By SHARON UDASIN
11/01/2011 23:50

Environmental Protection Minister Gilad Erdan praises vehicle inventor Louis Palmer as global educator for ‘better life.’
Talkbacks (3)

A blue capsule of a car hitched by trailer to solar panels rolled through the Tel Aviv garden courtyard of the Council for a Beautiful Israel on Tuesday afternoon, with Swiss “solartaxi” inventor Louis Palmer and Israeli Environmental Protection Minister Gilad Erdan inside.

“You brought the sun back Israel, but we want rain,” Erdan said to Palmer, laughing, as they stepped inside the vehicle.

Palmer’s solartaxi, which has traveled 60,000 km. in 40 countries since its launch in 2007, made its virgin visit to Israel this week as part of its “Solar Journey” campaign, produced by the Council for a Beautiful Israel and the country’s EcoCinema Association.

EcoCinema will screen a documentary of Palmer’s journey at its film festival next week.

The solar car, Palmer explained in a press conference following the drive, was a vision of his as an 11-year-old child in 1982, a dream that he eventually decided to realize in 2003, while working as a teacher.

“I thought that when I grow up I want to travel around the world,” Palmer said. “But our teacher told us if you use petrol you will be part of the problem.”

Amazed over 20 years later that the vehicle still did not exist commercially, he decided to take on the effort himself.

“I didn’t have a clue how to build a car.
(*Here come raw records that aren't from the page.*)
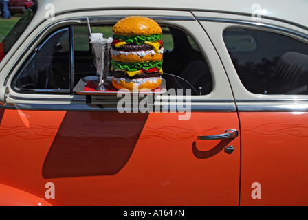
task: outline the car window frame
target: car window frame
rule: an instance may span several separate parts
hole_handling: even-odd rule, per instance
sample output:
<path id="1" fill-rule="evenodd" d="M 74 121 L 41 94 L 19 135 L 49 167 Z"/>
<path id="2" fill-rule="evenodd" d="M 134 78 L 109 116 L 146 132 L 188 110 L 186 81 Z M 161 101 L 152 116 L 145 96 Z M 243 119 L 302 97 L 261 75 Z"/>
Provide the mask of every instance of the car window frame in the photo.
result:
<path id="1" fill-rule="evenodd" d="M 72 56 L 74 56 L 72 54 L 72 43 L 74 43 L 74 39 L 72 38 L 72 32 L 74 30 L 72 28 L 72 25 L 69 26 L 63 26 L 59 28 L 57 28 L 47 35 L 47 36 L 44 38 L 43 41 L 40 42 L 38 45 L 34 49 L 32 53 L 27 58 L 26 61 L 23 64 L 21 68 L 18 70 L 17 73 L 15 74 L 13 80 L 11 82 L 11 88 L 18 92 L 18 93 L 24 93 L 24 94 L 72 94 L 73 88 L 72 87 L 72 71 L 74 71 L 74 69 L 72 67 Z M 69 31 L 69 49 L 68 51 L 68 56 L 69 56 L 69 89 L 20 89 L 18 88 L 16 85 L 16 83 L 18 80 L 19 77 L 23 74 L 23 70 L 27 67 L 27 66 L 30 63 L 32 60 L 36 56 L 36 54 L 40 52 L 40 50 L 45 45 L 45 44 L 47 42 L 47 41 L 50 40 L 54 35 L 57 34 L 61 31 Z"/>
<path id="2" fill-rule="evenodd" d="M 195 109 L 193 111 L 235 111 L 235 105 L 233 96 L 232 95 L 232 90 L 230 83 L 226 77 L 226 74 L 223 69 L 222 63 L 219 58 L 218 54 L 214 50 L 214 47 L 210 41 L 210 38 L 207 36 L 206 33 L 204 32 L 202 27 L 199 25 L 197 21 L 191 15 L 189 12 L 183 11 L 174 11 L 170 12 L 170 15 L 166 16 L 165 12 L 162 10 L 149 10 L 150 12 L 154 12 L 151 14 L 151 16 L 148 16 L 146 11 L 140 10 L 140 14 L 144 16 L 148 16 L 154 19 L 157 19 L 160 21 L 161 25 L 166 25 L 168 26 L 174 26 L 176 28 L 179 28 L 181 30 L 186 32 L 188 32 L 192 37 L 195 34 L 201 35 L 197 36 L 197 38 L 195 38 L 198 42 L 196 42 L 198 45 L 202 45 L 201 49 L 201 52 L 204 56 L 204 60 L 209 64 L 209 67 L 211 71 L 211 74 L 213 77 L 213 89 L 212 91 L 208 95 L 204 96 L 193 96 L 190 97 L 186 97 L 186 96 L 167 96 L 168 101 L 174 100 L 175 98 L 182 98 L 184 101 L 186 99 L 189 100 L 194 102 L 192 105 L 192 108 Z M 116 12 L 116 13 L 114 13 Z M 56 17 L 55 21 L 52 21 L 46 24 L 42 23 L 41 26 L 43 28 L 39 28 L 40 26 L 36 28 L 34 30 L 33 33 L 31 34 L 30 37 L 28 37 L 29 41 L 27 43 L 27 50 L 23 50 L 23 54 L 17 59 L 18 62 L 16 62 L 13 65 L 12 69 L 8 75 L 6 76 L 6 84 L 10 84 L 12 82 L 12 78 L 16 74 L 17 68 L 20 67 L 21 62 L 24 62 L 26 57 L 32 52 L 33 50 L 36 48 L 36 45 L 38 42 L 42 41 L 42 39 L 49 34 L 51 32 L 54 30 L 59 27 L 63 27 L 65 25 L 79 25 L 81 23 L 86 23 L 86 17 L 89 16 L 94 21 L 98 21 L 98 20 L 103 21 L 103 23 L 110 23 L 112 21 L 119 21 L 120 19 L 125 17 L 129 15 L 134 15 L 136 11 L 131 10 L 128 10 L 125 12 L 127 15 L 122 13 L 123 11 L 115 10 L 115 11 L 108 11 L 107 13 L 110 14 L 104 14 L 102 16 L 100 11 L 94 11 L 92 13 L 94 15 L 91 16 L 91 13 L 85 14 L 84 12 L 78 12 L 76 16 L 74 13 L 69 12 L 67 14 L 63 14 L 63 15 L 59 15 Z M 100 13 L 100 15 L 98 14 Z M 74 16 L 72 16 L 72 14 Z M 81 15 L 80 15 L 81 14 Z M 120 16 L 117 14 L 121 14 Z M 182 14 L 184 14 L 182 16 Z M 102 23 L 102 22 L 99 22 Z M 189 25 L 186 25 L 186 24 Z M 192 28 L 190 27 L 190 24 L 192 25 Z M 197 28 L 197 29 L 196 29 Z M 36 31 L 36 32 L 35 32 Z M 32 38 L 31 38 L 32 37 Z M 74 45 L 74 44 L 73 44 Z M 208 52 L 208 48 L 210 48 L 210 51 L 212 54 Z M 72 56 L 71 56 L 72 57 Z M 74 59 L 74 58 L 73 58 Z M 212 61 L 211 61 L 212 60 Z M 72 65 L 71 68 L 73 68 L 74 65 Z M 15 70 L 14 70 L 15 69 Z M 214 70 L 213 70 L 214 69 Z M 219 76 L 214 76 L 217 73 Z M 214 78 L 217 78 L 216 80 Z M 217 83 L 217 78 L 219 78 L 219 83 Z M 40 109 L 92 109 L 92 107 L 95 107 L 96 109 L 101 111 L 102 109 L 99 106 L 89 106 L 87 104 L 87 98 L 84 95 L 79 95 L 75 94 L 29 94 L 16 92 L 14 91 L 11 91 L 12 92 L 9 95 L 9 102 L 12 102 L 13 103 L 20 102 L 21 101 L 26 101 L 29 104 L 31 104 L 31 109 L 36 109 L 37 108 Z M 113 107 L 111 109 L 104 108 L 102 111 L 108 111 L 108 109 L 115 110 L 114 106 L 116 106 L 116 102 L 119 100 L 120 98 L 117 97 L 117 96 L 94 96 L 92 98 L 92 104 L 102 104 L 103 103 L 109 103 L 108 102 L 111 102 Z M 32 104 L 30 104 L 32 103 Z M 43 104 L 43 107 L 40 106 L 41 103 Z M 52 103 L 53 104 L 48 106 L 45 106 L 44 104 Z M 57 106 L 59 104 L 60 107 Z M 63 105 L 62 105 L 63 104 Z M 67 104 L 65 106 L 65 104 Z M 73 105 L 72 105 L 73 104 Z M 37 107 L 38 106 L 38 107 Z M 30 108 L 30 107 L 27 107 Z"/>

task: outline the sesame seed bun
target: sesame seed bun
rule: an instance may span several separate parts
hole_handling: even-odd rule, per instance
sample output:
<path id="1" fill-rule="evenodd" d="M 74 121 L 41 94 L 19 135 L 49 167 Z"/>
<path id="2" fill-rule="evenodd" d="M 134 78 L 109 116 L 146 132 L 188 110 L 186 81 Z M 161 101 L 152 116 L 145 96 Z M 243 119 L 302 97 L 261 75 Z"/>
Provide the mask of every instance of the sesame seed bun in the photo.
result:
<path id="1" fill-rule="evenodd" d="M 113 34 L 122 36 L 150 36 L 161 34 L 162 28 L 154 20 L 142 16 L 131 16 L 122 19 L 112 30 Z"/>

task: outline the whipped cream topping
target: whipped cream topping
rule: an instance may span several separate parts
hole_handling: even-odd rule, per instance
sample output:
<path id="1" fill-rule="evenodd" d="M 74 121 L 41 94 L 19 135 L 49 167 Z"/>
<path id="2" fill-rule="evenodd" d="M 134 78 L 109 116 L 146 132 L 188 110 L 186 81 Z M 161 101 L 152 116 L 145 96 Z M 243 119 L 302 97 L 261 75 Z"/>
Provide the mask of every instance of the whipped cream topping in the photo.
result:
<path id="1" fill-rule="evenodd" d="M 120 81 L 125 81 L 125 82 L 129 83 L 130 82 L 133 82 L 137 86 L 140 86 L 142 83 L 149 81 L 150 82 L 156 83 L 157 80 L 162 79 L 162 76 L 158 77 L 148 77 L 148 78 L 116 78 L 113 76 L 113 80 L 116 80 L 118 83 Z"/>
<path id="2" fill-rule="evenodd" d="M 129 54 L 132 55 L 138 55 L 140 57 L 142 58 L 146 55 L 151 54 L 152 56 L 154 56 L 155 54 L 155 52 L 153 50 L 140 50 L 140 51 L 131 51 L 131 52 L 126 52 L 126 51 L 118 51 L 116 50 L 113 50 L 111 48 L 110 50 L 110 52 L 111 53 L 112 56 L 117 56 L 118 55 L 122 55 L 124 54 L 125 56 L 127 56 Z M 160 49 L 160 50 L 157 52 L 158 54 L 164 54 L 164 47 L 162 47 Z"/>

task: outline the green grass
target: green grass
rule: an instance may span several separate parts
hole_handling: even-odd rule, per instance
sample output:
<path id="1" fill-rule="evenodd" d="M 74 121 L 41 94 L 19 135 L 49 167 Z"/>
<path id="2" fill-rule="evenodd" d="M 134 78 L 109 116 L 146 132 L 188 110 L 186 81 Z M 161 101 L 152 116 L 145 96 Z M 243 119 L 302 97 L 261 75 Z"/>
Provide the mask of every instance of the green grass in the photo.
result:
<path id="1" fill-rule="evenodd" d="M 19 19 L 19 16 L 12 16 L 10 19 L 0 19 L 0 42 L 2 42 Z"/>

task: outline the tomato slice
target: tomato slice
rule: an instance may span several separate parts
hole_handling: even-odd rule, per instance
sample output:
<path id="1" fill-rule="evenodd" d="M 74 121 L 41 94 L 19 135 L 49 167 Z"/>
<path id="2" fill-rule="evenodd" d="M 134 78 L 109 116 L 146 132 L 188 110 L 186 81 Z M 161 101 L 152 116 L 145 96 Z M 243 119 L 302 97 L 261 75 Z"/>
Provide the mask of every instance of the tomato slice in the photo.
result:
<path id="1" fill-rule="evenodd" d="M 160 42 L 160 45 L 162 47 L 163 45 L 162 45 L 162 39 L 160 39 L 160 41 L 158 41 L 158 42 Z"/>
<path id="2" fill-rule="evenodd" d="M 160 69 L 158 68 L 155 67 L 155 68 L 150 69 L 148 70 L 144 70 L 143 72 L 146 72 L 146 73 L 153 73 L 153 72 L 158 72 L 158 71 L 160 71 Z"/>

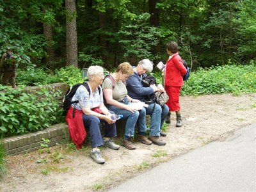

I have a Swiss bank account of course, but it didn’t mean anything,” he said, noting, that car developers were demanding 4 million euros to do the job, while he, as a teacher, only had about 4,000. Initially heading to his hometown University of Lucerne, Palmer presented an intricate design of a car with two wheels in the front and one in the back that would “look like a Lamborghini.”

He eventually attracted 200 people and many sponsors to help him in his efforts.

And in July 2007, he took off from Lucerne, in a fully functioning solar vehicle.

“I didn’t even know where to go exactly,” he said.

But that journey took him east through Germany, down to Turkey, Syria and even Saudi Arabia – where King Abdullah granted him a rare visa – and then by boat to India, to a UN climate conference in Bali, throughout the US and back home to Europe again.

“People all over the world helped me,” he said. “I call it a solartaxi because I’ve had more than 1,000 people driving with me.” And next to him.

In both Syria – where he had his first accident – and Saudi Arabia, he was escorted by armed police vehicles, he said.

New York, home to the United Nations, meanwhile gave Palmer the opportunity to drive Secretary-General Ban ki-Moon to work one morning.

While Palmer’s official world tour ended over two years ago, he has continued to participate in conferences and projects since, but Israel is the car’s first stop since the end of the tour and 40th country ever, made possible by Tsur Mishal of EcoCinema Israel.

“What we have to do is to change the minds of the people,” Palmer said. “If you can have a car going around without petrol around the world, then this car is good enough to go to work, to go to the supermarket.”

Pointing to a tiny 240- by-240 km. square, the size of Switzerland, on a map of the Sahara Desert, Palmer stressed to the audience that it would only take the amount of solar panels fitting in that space to power the entire world.

“In Israel, we used to say that a good teacher is a teacher for life, so you are also a teacher and you are educating everyone how to achieve a better life than we have today,” Erdan told Palmer at the press conference.

Turning back to the afternoon drive they had just taken together, which Erdan remarked was “so quiet,” the minister asked Palmer why he thought global investments on solar vehicles simply aren’t occurring.

Palmer responded, “We have to put money down as the Chinese are doing.

“I think the industry is still hesitating for different reasons – not because the car is not good,” Palmer told The Jerusalem Post following the event. “I just know there is no reason for them not to.”

Continuing to praise China for its developments in the solar industry, he added that the East Asian country will probably end up being the first to mass produce a solar vehicle.

“If there is one country in the world that is not talking, but investing, it’s China,” he said.

But Palmer had high hopes for Israel as a solar nation, which he said has 35 percent more sunshine than his native Switzerland.

“You have so much of the sunshine – it would be so easy and so great to use this solar power,” he told the audience.

“I’m here to show that we have the solutions.”